My role was discussing a wide variety of aspects of presidential communications, particularly email, Internet, and social-related. Like I said, I don't know what made it into the program, but after it airs, I can certainly elaborate on any details you're curious about.
The premise of the program is a look into the secret aspects of the Presidency. The producers interviewed many fascinating characters from previous administrations and it looks like there will be some fascinating insights to be had from the program.
Considering that this interview will take a few days at least, we'll be able to talk after the program has aired. In the meantime, can you fill us in on what you've been up to since we last spoke in April of 2009?
Well, I've been writing for CNN and CBS Interactive's ZDNet Government blog, spent a good part of 2009 and early 2010 finishing How To Save Jobs, which became a detailed exploration of the factors that have changed our world over the last 20 years. It seems like a strange subject for a techie, but the more I looked into the "what got us here" question, the more I got curious. I built some interesting computer models, and really was able to see just how substantially different many of our economic factors are -- primarily because China and India have entered the economic world in force.

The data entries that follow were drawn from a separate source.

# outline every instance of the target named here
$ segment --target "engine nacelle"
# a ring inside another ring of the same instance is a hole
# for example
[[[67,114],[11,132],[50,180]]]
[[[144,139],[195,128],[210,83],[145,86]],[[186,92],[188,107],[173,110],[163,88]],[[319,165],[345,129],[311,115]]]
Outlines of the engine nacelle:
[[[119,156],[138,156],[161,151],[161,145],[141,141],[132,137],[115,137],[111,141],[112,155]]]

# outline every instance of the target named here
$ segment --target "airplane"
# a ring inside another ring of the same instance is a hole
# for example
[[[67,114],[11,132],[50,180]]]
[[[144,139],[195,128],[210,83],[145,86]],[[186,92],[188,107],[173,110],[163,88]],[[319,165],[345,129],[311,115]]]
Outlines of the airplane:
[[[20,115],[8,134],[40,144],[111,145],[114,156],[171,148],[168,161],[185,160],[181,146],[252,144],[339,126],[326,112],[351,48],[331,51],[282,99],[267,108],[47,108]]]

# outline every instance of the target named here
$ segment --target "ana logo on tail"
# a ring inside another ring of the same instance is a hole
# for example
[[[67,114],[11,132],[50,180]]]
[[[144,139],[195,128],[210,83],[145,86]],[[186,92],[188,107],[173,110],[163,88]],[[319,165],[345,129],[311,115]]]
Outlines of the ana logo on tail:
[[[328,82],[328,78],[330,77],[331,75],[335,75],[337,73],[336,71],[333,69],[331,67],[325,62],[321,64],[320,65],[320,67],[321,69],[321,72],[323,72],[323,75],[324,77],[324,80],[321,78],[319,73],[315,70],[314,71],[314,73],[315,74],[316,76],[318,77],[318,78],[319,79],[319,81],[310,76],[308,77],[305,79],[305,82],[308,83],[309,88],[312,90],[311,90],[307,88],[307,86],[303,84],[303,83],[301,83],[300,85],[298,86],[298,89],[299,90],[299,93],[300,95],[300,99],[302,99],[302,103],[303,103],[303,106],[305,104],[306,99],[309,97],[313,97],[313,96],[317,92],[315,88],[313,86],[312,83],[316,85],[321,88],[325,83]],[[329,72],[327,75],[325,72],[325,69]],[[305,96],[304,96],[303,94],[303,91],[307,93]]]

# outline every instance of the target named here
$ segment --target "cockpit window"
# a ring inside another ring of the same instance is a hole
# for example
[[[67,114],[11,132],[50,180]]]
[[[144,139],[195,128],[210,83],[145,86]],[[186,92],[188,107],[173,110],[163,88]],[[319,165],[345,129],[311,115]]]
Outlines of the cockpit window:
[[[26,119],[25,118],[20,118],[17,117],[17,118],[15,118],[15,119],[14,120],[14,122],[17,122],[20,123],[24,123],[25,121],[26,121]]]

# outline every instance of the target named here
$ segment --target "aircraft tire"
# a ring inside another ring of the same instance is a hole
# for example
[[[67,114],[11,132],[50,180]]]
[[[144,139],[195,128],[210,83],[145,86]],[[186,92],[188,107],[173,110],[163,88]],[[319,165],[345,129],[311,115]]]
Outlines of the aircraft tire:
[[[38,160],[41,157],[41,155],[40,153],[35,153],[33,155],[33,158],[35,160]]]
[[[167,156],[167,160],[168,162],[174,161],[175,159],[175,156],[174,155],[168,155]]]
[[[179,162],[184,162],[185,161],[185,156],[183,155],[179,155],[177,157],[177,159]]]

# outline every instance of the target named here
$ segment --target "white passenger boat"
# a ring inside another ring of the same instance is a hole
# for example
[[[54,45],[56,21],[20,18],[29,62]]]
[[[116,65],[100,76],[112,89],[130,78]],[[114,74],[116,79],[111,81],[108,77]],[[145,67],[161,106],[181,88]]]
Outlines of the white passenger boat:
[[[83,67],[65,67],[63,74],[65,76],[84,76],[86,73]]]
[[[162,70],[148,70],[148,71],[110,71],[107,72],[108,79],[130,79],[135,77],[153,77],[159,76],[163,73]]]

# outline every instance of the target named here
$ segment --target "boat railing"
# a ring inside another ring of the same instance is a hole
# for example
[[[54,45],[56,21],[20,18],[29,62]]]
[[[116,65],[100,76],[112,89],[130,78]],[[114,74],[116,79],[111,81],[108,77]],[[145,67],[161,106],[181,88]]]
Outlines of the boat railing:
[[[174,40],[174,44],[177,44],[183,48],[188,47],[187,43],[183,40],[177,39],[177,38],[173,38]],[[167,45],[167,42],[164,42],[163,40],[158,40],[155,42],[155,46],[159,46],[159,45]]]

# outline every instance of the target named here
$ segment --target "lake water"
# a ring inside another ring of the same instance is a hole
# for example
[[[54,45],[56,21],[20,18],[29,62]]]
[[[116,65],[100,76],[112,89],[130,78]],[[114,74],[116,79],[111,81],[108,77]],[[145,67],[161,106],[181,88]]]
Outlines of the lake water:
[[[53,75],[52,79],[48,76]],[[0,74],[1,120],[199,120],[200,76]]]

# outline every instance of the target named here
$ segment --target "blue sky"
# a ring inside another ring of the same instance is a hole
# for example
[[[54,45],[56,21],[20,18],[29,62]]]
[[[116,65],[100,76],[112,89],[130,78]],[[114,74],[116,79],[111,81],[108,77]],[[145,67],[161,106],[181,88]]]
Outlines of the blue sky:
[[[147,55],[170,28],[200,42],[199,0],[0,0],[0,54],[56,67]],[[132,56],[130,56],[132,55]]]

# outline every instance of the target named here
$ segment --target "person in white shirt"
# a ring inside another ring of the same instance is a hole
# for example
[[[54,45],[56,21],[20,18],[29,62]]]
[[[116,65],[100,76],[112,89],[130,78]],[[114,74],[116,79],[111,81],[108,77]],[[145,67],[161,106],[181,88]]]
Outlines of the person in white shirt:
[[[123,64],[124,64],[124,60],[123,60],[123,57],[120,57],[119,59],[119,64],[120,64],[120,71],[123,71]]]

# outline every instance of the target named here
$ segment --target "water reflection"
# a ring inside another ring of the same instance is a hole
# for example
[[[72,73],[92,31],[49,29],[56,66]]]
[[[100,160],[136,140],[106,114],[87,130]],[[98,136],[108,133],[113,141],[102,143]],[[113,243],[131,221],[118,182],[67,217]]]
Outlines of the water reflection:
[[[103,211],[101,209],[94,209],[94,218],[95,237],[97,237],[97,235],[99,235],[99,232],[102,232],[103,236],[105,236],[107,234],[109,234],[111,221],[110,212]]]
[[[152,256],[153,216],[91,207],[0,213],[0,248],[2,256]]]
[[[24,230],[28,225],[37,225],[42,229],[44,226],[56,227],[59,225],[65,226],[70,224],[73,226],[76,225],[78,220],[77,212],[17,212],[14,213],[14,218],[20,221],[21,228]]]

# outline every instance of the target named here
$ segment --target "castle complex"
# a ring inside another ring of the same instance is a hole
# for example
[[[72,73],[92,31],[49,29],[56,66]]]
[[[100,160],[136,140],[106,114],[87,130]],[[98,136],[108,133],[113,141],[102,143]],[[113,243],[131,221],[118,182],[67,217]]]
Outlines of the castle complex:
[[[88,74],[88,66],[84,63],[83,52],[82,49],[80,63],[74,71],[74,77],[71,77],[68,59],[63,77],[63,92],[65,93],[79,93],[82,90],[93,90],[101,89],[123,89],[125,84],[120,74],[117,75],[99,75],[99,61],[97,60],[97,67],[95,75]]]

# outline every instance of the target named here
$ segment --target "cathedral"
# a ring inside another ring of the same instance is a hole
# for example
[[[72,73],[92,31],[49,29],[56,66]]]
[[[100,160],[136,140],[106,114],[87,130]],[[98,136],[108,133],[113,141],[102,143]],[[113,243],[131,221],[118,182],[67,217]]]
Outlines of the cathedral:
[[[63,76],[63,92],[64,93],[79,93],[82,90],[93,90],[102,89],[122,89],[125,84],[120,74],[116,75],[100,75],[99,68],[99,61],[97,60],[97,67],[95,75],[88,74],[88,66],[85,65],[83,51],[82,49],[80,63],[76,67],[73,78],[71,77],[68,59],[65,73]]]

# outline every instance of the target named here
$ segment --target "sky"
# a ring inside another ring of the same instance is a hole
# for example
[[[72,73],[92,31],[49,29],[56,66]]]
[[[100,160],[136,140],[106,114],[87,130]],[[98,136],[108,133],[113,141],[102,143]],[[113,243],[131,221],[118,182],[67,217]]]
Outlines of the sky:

Other than that, well, I've been programming some interesting systems. I launched an experimental "AI Editor" which watches the news and categorizes information. Its first use was TrackYourCandidate.com, which tracks news on a candidate-by-candidate basis. The code is still very experimental, but it allows us to follow news by looking at each individual, so if you wanted to see a dossier of Nancy Pelosi coverage, say, you could. I'm looking at using this technology to track other hotspots, like disasters and policy conflicts, but the code is still a little while "in progress" for that, now.
Then, well, we took the work of the White House email book and the jobs book and decided we needed to start a nonprofit, nonpartisan policy group to really give these issues some thought. So we set up the U.S. Strategic Perspective Institute with a variety of initiatives. It just recently became a full-fledged 501c3, so we're looking at how we (me and the other board members) can make a difference going into the future.
I did a whole swath of media interviews about online safety, the jobs and our economic challenges, the dark side of social networking, and other activities, all as part of USSPI's outreach programs. I also have been doing some national security stuff, advising homeland security professionals on countering cyberterrorism and dealing with cyberwarfare, but there's not much about that I can say publicly other than most of the government computing professionals I've met are exceptionally, exceptionally smart.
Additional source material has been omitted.